The northern section, from Interstate 95 to Ramsey Street has been under construction since last year. It is the southern part that was stalled because of wetland concerns.
Things are now moving again, because theU.S. Army Corps of Engineershas finally chosen a route for the southern section. The highway will go west from Ramsey Street, skirting the county line and reconnecting on Interstate 95 in Robeson County.
Currently, there is no easy way to get from one side of Fayetteville to another. The loop will take people around town instead of through the city.
State Senator Tony Rand, a Democrat, has been a driving force behind the project.

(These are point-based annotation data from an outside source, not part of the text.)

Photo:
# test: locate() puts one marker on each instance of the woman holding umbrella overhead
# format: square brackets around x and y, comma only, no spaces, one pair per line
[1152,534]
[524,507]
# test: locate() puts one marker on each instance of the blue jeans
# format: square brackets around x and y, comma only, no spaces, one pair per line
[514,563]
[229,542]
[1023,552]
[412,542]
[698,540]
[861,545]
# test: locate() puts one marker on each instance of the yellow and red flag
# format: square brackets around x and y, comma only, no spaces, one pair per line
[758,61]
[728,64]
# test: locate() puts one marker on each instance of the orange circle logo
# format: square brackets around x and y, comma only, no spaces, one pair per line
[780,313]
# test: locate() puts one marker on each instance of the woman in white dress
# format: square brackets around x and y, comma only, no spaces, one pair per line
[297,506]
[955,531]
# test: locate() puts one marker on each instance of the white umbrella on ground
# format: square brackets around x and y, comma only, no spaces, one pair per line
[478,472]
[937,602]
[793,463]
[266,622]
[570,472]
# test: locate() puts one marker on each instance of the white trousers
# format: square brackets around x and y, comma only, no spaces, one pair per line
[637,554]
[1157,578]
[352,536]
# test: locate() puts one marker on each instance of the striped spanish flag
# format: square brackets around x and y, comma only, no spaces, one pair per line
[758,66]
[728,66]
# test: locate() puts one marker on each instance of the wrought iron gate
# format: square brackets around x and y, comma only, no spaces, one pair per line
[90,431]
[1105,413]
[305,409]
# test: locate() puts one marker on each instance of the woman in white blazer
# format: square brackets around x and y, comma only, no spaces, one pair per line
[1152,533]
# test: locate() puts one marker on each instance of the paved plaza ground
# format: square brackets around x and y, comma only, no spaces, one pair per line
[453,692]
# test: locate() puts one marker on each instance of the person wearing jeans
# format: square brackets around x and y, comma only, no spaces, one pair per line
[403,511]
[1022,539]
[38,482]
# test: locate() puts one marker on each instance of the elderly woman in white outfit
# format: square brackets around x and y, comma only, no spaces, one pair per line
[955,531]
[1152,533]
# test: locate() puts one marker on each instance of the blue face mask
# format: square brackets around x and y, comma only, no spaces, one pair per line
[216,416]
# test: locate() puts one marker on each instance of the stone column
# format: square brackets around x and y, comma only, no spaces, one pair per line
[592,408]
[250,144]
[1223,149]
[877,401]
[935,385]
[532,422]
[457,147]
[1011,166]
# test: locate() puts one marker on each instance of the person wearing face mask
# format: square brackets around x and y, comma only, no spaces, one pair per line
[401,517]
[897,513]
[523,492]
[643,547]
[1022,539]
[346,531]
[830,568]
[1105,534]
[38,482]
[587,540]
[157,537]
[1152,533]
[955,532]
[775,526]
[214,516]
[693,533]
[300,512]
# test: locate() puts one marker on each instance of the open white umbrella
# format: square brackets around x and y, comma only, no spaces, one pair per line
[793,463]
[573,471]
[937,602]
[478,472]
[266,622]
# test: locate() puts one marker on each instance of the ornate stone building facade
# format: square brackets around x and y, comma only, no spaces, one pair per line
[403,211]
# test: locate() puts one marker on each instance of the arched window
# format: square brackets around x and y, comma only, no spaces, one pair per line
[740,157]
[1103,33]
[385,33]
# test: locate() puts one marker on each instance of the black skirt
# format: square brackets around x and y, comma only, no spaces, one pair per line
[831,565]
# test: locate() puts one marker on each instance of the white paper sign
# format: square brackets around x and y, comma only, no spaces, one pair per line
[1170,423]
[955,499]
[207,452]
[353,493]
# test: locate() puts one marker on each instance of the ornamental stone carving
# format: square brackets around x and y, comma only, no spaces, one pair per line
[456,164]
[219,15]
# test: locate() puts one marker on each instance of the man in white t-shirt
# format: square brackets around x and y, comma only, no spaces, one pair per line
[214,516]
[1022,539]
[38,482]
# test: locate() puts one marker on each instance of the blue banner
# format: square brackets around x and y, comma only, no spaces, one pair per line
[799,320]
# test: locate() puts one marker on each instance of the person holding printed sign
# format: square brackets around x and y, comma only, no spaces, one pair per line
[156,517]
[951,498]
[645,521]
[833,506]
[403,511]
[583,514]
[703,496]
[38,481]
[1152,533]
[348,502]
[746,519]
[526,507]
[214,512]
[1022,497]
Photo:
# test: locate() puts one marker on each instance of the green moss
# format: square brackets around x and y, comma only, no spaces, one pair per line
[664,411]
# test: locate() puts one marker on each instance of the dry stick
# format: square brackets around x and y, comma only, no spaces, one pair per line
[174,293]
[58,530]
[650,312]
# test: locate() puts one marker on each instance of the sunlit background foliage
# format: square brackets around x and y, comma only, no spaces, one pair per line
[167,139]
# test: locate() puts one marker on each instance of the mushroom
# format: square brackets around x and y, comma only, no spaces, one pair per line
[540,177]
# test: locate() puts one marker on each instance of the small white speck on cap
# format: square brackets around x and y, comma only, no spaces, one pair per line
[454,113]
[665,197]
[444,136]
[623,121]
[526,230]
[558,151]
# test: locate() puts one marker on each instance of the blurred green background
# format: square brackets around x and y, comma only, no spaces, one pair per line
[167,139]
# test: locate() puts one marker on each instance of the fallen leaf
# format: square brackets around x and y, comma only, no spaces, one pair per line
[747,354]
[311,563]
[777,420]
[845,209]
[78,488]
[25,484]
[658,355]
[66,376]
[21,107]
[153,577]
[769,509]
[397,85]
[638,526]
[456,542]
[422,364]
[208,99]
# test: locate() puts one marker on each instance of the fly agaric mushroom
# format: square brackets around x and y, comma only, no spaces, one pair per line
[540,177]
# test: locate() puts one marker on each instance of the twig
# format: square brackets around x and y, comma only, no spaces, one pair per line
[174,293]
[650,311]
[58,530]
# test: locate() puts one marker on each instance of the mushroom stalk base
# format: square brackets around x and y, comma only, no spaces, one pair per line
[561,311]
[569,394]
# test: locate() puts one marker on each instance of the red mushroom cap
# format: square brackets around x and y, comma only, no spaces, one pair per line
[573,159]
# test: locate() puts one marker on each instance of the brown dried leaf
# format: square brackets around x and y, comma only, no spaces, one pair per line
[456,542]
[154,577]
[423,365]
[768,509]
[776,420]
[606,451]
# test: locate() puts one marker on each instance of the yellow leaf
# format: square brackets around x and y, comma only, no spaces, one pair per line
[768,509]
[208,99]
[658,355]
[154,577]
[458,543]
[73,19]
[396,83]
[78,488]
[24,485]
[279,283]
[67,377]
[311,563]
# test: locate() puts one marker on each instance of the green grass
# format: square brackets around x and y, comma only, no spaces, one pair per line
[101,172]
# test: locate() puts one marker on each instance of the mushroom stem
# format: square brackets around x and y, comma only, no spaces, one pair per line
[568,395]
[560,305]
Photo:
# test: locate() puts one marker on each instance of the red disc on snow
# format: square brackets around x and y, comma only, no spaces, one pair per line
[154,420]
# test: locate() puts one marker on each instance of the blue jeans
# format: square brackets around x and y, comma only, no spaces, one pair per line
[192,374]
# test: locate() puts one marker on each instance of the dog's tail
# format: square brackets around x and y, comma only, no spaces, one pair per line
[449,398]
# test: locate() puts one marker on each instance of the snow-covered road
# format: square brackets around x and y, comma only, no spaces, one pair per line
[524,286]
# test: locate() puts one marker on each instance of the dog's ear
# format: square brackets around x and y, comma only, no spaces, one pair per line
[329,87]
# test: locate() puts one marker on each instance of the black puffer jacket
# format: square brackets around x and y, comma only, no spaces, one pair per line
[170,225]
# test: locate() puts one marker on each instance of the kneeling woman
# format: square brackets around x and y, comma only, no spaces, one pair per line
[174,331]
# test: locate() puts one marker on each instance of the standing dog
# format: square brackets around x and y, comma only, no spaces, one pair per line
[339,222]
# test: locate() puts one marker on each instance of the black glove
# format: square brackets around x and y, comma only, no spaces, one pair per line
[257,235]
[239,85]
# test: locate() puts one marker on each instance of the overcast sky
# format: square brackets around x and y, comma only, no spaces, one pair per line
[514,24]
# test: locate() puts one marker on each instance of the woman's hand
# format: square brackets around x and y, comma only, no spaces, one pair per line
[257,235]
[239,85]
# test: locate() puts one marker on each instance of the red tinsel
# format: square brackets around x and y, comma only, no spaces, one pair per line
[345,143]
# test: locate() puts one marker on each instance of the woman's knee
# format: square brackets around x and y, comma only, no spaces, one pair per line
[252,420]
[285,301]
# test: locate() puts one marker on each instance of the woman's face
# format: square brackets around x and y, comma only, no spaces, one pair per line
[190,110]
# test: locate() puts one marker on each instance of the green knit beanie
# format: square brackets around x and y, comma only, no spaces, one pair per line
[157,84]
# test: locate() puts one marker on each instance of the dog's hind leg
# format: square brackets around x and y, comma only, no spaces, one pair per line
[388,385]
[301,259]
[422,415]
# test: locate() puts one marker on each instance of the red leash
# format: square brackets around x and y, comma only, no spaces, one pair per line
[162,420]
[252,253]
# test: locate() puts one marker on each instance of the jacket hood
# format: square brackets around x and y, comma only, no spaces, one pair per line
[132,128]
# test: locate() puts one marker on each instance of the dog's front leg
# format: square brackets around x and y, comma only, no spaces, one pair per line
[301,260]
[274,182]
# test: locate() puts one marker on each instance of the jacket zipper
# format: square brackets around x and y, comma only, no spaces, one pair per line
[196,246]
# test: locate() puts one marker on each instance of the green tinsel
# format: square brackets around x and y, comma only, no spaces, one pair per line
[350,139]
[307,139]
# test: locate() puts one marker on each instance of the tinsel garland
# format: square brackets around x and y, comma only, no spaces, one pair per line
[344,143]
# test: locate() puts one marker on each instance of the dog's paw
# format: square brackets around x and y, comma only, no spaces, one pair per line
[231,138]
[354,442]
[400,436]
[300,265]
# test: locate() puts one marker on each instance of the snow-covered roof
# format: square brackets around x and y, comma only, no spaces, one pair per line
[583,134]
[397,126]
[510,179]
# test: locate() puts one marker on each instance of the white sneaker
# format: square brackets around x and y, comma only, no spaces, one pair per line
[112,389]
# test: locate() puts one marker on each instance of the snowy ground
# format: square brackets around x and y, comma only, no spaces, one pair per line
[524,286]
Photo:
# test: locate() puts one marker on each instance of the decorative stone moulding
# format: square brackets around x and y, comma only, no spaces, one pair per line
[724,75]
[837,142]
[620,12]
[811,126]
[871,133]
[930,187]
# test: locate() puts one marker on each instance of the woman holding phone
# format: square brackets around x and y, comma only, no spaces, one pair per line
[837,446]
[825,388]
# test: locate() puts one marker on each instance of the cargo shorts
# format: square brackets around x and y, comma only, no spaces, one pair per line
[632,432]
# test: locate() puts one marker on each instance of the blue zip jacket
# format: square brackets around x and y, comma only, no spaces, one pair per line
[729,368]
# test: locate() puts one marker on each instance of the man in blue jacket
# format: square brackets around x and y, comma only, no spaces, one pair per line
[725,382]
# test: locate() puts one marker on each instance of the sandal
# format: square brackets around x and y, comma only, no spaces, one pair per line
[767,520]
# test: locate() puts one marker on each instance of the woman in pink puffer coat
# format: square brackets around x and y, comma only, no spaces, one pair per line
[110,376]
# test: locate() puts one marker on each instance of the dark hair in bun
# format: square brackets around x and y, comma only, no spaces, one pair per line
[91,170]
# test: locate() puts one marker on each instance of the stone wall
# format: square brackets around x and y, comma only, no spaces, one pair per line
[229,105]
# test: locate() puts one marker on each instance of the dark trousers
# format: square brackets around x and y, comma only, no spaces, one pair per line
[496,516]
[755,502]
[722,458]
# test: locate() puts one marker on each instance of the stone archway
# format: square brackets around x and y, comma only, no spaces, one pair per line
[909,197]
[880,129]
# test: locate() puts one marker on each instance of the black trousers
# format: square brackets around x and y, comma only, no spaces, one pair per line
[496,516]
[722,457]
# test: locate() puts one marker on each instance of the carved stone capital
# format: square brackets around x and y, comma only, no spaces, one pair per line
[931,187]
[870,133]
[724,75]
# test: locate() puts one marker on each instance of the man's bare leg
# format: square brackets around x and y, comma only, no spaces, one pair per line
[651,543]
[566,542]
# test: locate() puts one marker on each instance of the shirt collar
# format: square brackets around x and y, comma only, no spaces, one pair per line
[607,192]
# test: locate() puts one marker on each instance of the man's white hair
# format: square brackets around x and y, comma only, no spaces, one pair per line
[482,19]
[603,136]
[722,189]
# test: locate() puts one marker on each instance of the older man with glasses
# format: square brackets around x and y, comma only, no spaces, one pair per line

"Now, at least we have a route established so we can start beating up everybody to make sure it can move forward," Rand says. "Fayetteville can join the other major cities in adequate transportation routes."
With 13 proposed routes over the years, many homeowners have been living in limbo. People who live along the newly chosen route are now facing an inevitable eviction.
The Rev. Reyfeld Thomas knew the news could not be good when he saw surveyors right in front of his home. He has lived on Spotted Farm Road for 15 years and feels pretty certain now he will have to move.
"We are fighting a losing battle," he says. "If we have to move, we have to move. Of course, it won't anger me, I understand its for the better, because Fayetteville traffic is so bad."
The full cost of the project could run as high as $450 million. The entire loop is not expected to be finished until about 2010.